First grade loved Goldie and the Three Hares. They quickly saw that Goldie was a terrible house guest and they loved the jokes about too hard, too soft and just right. I did have to explain about using rabbit ears to get a better picture on the tv though.

The first time I read The Cheese to a group of kids it was with first or kindergarten. They loved the book but none of them knew the song The Farmer In the Dell. At the end of class we had an impromptu sing along so they would understand.

Third grade loves Lousy Rotten Stinkin’ Grapes. Fox will be the first to tell you how fabulously smart he is, but he needs some help reaching those yummy looking grapes. Fox is also not shy about pointing out that Bear is a bit thick (the kids love how I read him; slowly with a lot of head scratching) or that Possum is homely. He will not listen to anyone else’s ideas and by the end of the book, he’s given up on those grapes; they were probably sour anyway. Students live the repetitiveness of this story.

Along similar lines is The Three Silly Billies. Palatini has taken a story almost everyone knows and tweaked it. I haven’t read it this year, so my memory may be rusty, but the troll runs a toll bridge and the three billy goats gruff need to cross. The goats are driving a jalopy–which is a new word to kids–and plan to go surfing, but can’t pay the toll. Help comes from some other familiar fairytale characters and the troll gets quite a surprise at the end of the story.

Earthquack! is another humorous re-telling of an old favorite. The earth is rumbling and crumbling! It must be an earthquake! Anyone who has heard Chicken Little will quickly see where this story is headed.

Willy and Wally Wolf are bad boys. Oh yeah, they’re bad, bad, really really bad. They are also hankering for some lamb chops. The boys dress up in sheep’s clothing and join the flock. The sheep around them aren’t terribly smart, but in the end they manage to get rid of the wolves with some bad haircuts…they’re bad, bad, really really bad. (Kids love the repetition of the wolves’ tag line.)

Willy and Wally are back! This time they want some chicken. When offering to become handymen around Mrs. Chicken’s coop, she jumps at the chance for a day off and leave them with a huge list of chores and a whole lot of chicks. Willy and Wally aren’t very good at babysitting and the chicks have the upper hand almost immediately. The wolf brothers aren’t going to become family men any time soon after these chicks are done with them.

In the last installment of the Bad Boys series, Bad Boys Get Cookie!, Willy and Wally want to treat their sweet tooths to a cookie. Too bad this cookie is cunning and smarter than them. Kids love the new twist on an old favorite.

Join me tomorrow for another installment on Margie Palatini!

Margie Palatini pt. 2

First off, I need to thank my friend Raynette for introducing Margie Palatini to me. She is a librarian cut out of same cloth as me.

So, back to the author at hand. One of the best books to read aloud that I use for my classes is Sweet Tooth.

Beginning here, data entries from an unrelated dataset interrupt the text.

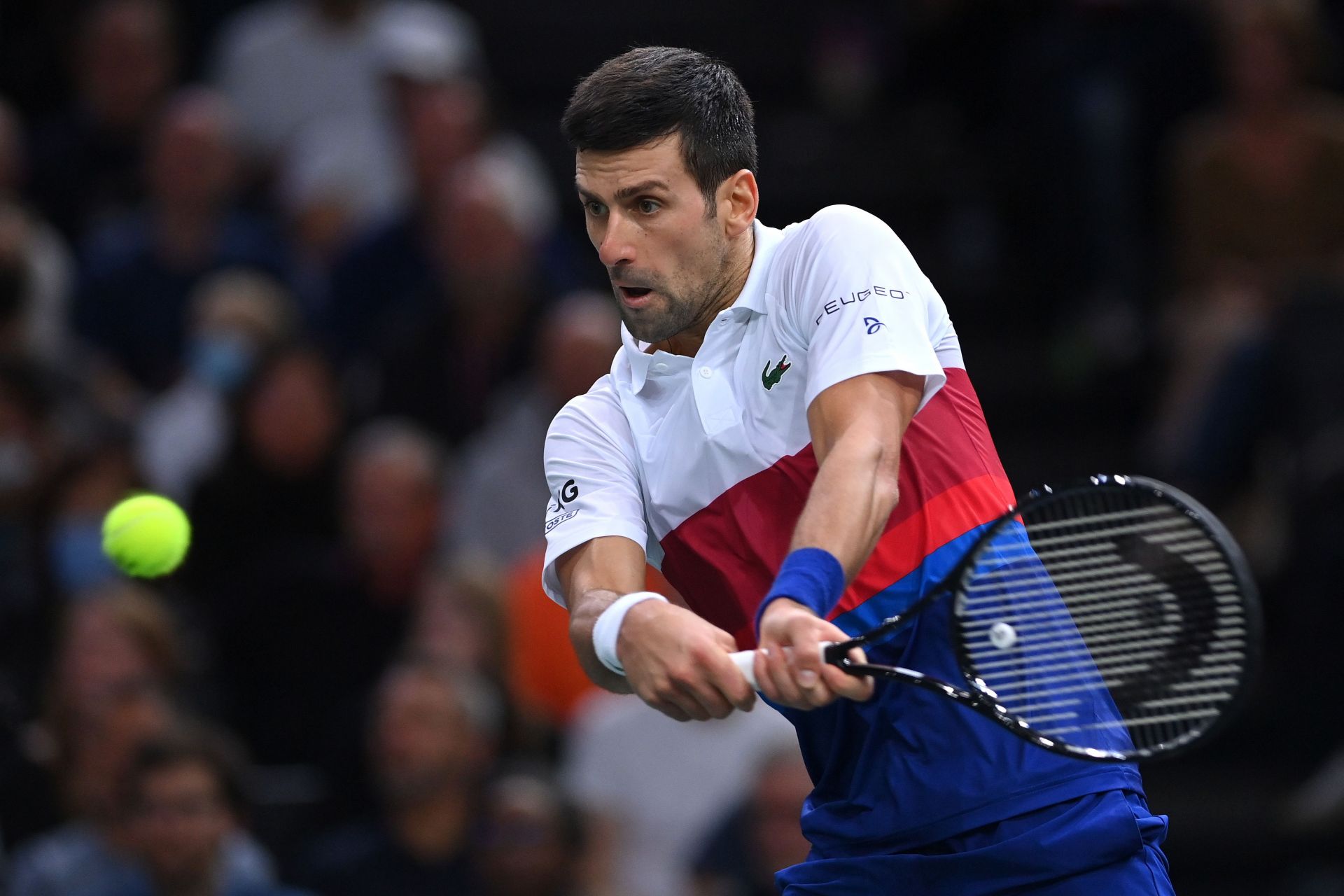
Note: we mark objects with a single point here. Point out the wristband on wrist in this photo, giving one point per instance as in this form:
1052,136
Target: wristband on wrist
608,628
812,577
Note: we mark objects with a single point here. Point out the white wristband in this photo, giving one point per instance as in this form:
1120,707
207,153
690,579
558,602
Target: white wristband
608,628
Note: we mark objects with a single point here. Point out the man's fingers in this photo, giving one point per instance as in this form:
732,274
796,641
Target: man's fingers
707,697
671,711
780,676
733,684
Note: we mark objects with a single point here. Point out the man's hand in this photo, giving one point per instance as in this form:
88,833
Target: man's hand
679,664
788,664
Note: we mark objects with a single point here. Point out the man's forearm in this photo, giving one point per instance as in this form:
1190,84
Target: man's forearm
851,500
582,618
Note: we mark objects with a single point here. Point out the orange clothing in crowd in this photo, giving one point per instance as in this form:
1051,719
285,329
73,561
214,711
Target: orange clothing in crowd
545,675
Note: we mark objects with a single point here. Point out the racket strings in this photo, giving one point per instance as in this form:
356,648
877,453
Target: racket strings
1108,618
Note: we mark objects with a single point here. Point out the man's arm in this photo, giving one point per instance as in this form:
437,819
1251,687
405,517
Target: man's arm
673,660
857,429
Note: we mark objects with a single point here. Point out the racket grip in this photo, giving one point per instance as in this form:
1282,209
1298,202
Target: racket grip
745,662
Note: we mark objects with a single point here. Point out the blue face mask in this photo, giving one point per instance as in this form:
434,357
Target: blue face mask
220,360
74,550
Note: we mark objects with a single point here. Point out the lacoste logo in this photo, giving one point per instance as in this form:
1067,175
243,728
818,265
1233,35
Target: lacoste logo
769,378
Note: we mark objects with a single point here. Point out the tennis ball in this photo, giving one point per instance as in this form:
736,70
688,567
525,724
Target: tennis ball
146,535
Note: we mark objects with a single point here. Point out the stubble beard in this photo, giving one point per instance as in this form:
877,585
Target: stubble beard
678,314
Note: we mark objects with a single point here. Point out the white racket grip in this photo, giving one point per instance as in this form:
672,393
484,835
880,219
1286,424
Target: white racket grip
745,662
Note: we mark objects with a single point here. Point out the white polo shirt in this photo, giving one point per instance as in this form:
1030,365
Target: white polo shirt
663,435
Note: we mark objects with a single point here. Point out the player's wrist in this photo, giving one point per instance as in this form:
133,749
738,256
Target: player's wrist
606,629
809,577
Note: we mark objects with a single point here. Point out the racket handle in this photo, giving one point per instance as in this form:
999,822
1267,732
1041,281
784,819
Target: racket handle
745,662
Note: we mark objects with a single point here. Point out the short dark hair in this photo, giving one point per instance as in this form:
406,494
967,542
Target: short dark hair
656,92
191,745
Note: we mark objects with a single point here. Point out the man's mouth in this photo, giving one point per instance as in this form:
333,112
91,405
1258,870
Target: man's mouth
634,296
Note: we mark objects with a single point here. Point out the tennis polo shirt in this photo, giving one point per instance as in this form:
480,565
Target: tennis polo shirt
706,461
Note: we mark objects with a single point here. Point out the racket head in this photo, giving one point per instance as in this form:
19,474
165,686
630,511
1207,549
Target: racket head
1113,620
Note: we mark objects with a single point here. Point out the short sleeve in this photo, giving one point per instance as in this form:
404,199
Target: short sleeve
592,476
859,302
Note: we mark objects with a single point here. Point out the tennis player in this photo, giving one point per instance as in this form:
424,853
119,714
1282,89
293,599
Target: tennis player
790,433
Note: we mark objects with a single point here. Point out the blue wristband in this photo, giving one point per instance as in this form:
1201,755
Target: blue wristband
812,577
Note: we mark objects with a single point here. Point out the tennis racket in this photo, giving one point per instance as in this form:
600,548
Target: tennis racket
1112,621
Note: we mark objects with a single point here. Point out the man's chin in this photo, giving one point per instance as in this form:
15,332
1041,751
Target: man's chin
647,326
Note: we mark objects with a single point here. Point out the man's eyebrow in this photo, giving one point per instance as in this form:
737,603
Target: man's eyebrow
625,192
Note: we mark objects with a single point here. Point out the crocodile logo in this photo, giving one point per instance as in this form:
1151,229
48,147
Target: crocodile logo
769,378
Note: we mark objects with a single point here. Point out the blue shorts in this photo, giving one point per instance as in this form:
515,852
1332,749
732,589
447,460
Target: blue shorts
1104,843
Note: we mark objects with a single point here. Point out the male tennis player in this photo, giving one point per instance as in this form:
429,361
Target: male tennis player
790,434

The boy in the story has a terrible sweet tooth, who speaks in a gravelly, gruff voice. The tooth always wants sweets and isn’t quiet about it. Can the boy overcome his problem causing tooth? It won’t be easy that’s for sure!

I love reading this but often end up with a sore throat afterwards. The kids love looking at the illustrations which feature a lot of sweets. This is Palatini at her finest!

A close second is Bedhead.

Have you ever woken up with awful untamable hair? Nothing helps and it just gets worse and worse. Here’s an idea, put on a hat. But what if its picture day and hats aren’t allowed? This one always gets the kids giggling, ’cause we’ve all been there.

Gorgonzola is a great story about personal hygiene. Gorgonzola stinks and finally, a brace bird tells him and agrees to help him learn to care for himself. It’s a nice way to bring up to kids that they need to use soap and other hygiene products.

We’re still just touching the tip of the iceberg on Margie’s books, so prepare for more tomorrow.